Several papers addressing the challenges of conserving ecosystems under changing climates are forthcoming
from scientists that have been involved in projects supported by the Wilburforce Conservation Science Program. In a forthcoming review in the journal TREE, Bethany Bradley and colleagues discuss how new approaches can help predict the response of invasive species to climate change.
In a new review paper in the journal Frontiers in Ecology and the Environment, Joshua Lawler, Lara Hansen (director of EcoAdapt), and co-authors from the Nature Conservancy, discuss how conservation managers can choose interventions that are likely to be robust to the uncertainty inherent in climate change projections. The authors discuss examples applying these principles to three sites across North America.

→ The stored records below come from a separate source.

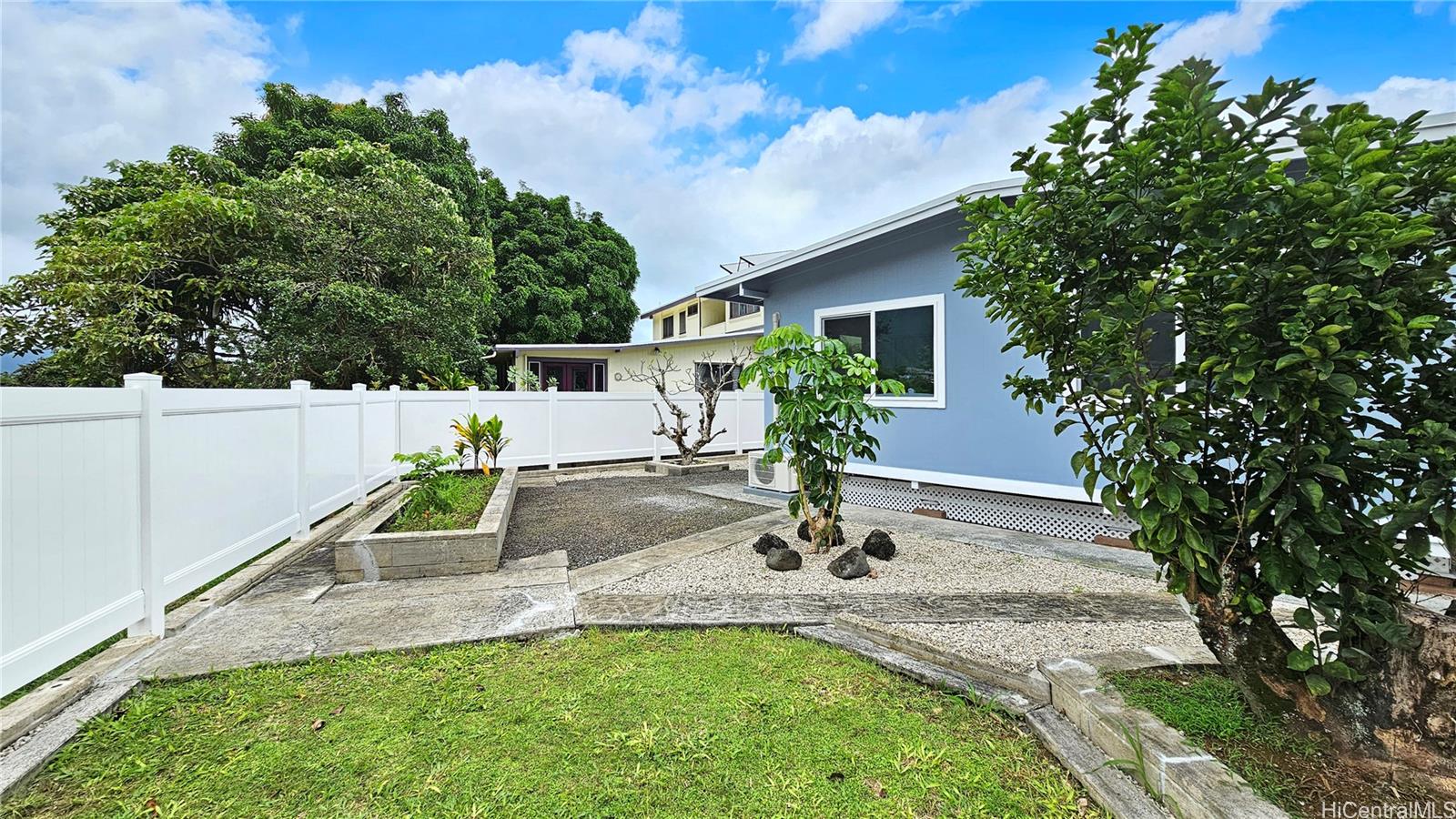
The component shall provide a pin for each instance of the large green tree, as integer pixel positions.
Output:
(349, 267)
(565, 276)
(1302, 445)
(370, 273)
(291, 123)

Lastly, Stuart Chapin heads up a review paper forthcoming in TREE that discusses how the concepts of ecosystem stewardship and sustainability can be adapted to cope with rapidly changing ecosystems, in order to increase the adaptive capacity and resilience of linked social and ecological systems.
In this context, and considering broad-scale management strategies for minimizing biodiversity loss due to climate change, an additional article by our Wilburforce friend, Healy Hamilton, and colleagues is also of interest: http://research.calacademy.org/cabi/news/1766.
I’m happy to forward full article.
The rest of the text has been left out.